Recent Study on the Feasibility of High Spatial Resolution Working Modes for Renovated Clinical PET Scanner

This is a feasibility study on improving the spatial resolution of clinical PET, by slightly renovating the
PET scanner design such that high spatial resolution working modes (HSRWM) are achievable.
Introduction: The poor spatial resolution of prevalent PET imaging has restrained its sensitivity in
imaging small lesions, e.g. early-stage cancers or small metastasis. This drawback is caused by 2
essential requirements in clinic: A relatively large diameter (e.g. 80cm) for PET scanner to accumulate
patients, and sizeable scintillator detectors to maintain a reasonable collecting efficiency. In recent
decade more efforts focused on improvement of detector resolution, e.g. digital PET, since the
request on ring diameter is fundamental.
Methods: The novel concept of equivalent position of imaging was proposed for the first time. A
typical static PET scan can be virtually considered as superposition of m equivalent sub-scans at m
different equivalent imaging positions, when the scanner ring is systematically adjusted its angular
orientation within one detector size. In this case each detector is virtually divided into m equal subdetectors,
without physical minimizing the detector size. The contributions of those sub-scans are
analytical by an m x m matrix. The time for performing a high-resolution scan could be comparable to
a typical PET scan, as long as the Poisson noises are insignificant to low-uptake voxels.

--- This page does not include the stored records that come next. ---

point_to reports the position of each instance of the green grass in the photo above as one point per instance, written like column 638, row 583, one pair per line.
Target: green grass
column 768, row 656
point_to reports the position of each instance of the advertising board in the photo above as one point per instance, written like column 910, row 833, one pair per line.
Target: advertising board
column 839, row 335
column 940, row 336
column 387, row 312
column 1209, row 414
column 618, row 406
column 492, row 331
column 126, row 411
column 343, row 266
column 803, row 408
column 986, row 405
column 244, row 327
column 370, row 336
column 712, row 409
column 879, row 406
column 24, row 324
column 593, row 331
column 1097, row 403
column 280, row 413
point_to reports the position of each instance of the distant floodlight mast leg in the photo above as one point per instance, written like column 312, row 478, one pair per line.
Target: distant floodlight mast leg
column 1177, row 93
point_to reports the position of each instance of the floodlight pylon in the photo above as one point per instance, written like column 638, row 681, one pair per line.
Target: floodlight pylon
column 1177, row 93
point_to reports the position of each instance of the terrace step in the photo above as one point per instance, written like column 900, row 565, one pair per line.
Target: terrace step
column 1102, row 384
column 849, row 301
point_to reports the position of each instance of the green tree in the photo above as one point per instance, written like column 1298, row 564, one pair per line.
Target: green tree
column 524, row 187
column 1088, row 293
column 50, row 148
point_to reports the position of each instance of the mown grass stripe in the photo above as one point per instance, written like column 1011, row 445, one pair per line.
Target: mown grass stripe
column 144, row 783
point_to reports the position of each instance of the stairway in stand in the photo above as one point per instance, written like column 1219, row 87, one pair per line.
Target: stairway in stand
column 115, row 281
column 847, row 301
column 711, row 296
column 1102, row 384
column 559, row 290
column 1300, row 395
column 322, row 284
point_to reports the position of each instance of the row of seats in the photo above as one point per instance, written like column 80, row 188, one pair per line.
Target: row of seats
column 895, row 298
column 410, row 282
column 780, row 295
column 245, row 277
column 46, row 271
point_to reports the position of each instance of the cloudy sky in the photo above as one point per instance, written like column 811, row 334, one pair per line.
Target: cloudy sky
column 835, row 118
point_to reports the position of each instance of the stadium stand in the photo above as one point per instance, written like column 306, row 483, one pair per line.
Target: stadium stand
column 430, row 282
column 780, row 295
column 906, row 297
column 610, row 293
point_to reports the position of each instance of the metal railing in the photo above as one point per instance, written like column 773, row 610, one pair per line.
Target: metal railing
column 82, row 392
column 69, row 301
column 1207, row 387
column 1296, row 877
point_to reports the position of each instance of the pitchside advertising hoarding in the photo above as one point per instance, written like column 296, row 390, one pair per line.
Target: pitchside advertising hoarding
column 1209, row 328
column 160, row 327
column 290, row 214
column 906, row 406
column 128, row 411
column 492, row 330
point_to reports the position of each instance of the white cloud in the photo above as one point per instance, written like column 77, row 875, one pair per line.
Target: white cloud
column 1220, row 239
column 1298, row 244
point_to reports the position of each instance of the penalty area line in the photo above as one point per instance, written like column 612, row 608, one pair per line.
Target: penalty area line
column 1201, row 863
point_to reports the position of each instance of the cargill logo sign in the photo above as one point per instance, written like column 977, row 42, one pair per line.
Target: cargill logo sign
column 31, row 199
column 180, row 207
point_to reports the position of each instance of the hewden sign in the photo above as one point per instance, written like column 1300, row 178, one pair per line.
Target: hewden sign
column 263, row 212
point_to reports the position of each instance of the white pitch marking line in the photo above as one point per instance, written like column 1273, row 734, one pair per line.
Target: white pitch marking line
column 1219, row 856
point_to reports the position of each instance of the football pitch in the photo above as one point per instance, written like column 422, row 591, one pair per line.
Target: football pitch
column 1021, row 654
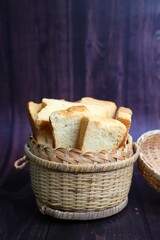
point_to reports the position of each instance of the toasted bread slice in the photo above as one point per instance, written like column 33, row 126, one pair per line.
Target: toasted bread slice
column 54, row 105
column 98, row 134
column 66, row 125
column 109, row 107
column 43, row 136
column 124, row 115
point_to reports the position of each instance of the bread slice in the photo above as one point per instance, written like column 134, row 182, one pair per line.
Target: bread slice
column 53, row 105
column 124, row 115
column 66, row 125
column 108, row 107
column 98, row 134
column 50, row 101
column 43, row 136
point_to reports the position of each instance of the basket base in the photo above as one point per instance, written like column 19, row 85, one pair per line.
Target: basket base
column 81, row 215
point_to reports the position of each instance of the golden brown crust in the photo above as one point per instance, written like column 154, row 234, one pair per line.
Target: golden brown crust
column 32, row 111
column 42, row 135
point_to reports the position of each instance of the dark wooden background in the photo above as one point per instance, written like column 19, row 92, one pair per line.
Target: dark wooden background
column 107, row 49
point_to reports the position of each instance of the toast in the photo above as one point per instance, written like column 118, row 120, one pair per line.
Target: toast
column 43, row 136
column 109, row 107
column 98, row 134
column 66, row 125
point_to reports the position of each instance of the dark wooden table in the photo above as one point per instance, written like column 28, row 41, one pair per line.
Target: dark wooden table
column 107, row 49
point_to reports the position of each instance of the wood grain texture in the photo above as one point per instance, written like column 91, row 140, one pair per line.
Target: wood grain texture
column 70, row 49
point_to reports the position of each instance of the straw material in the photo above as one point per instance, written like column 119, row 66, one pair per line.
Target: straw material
column 149, row 159
column 80, row 188
column 82, row 215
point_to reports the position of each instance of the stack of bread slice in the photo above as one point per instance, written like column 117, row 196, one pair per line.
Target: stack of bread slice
column 87, row 125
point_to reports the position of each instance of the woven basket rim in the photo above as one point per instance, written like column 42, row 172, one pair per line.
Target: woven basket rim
column 142, row 158
column 111, row 166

Discussion: Three dimensional modeling for imaging at different m were also conducted. As a result,
for a typical scanner design e.g. 80cm in diameter with 18F as tracers, the spatial resolution of double
sub-scans (m =2) is 2.56mm, and 2.19mm for triple sub-scans (m=3). Scanning at high m (m>2) will
slightly drop contrast resolution, hence m=2 is preferably recommended.
Conclusion: As a compatible approach to digital PET and other technological renovation, the novel
HSRWM design is feasible, enabling PET to image small lesions in clinic.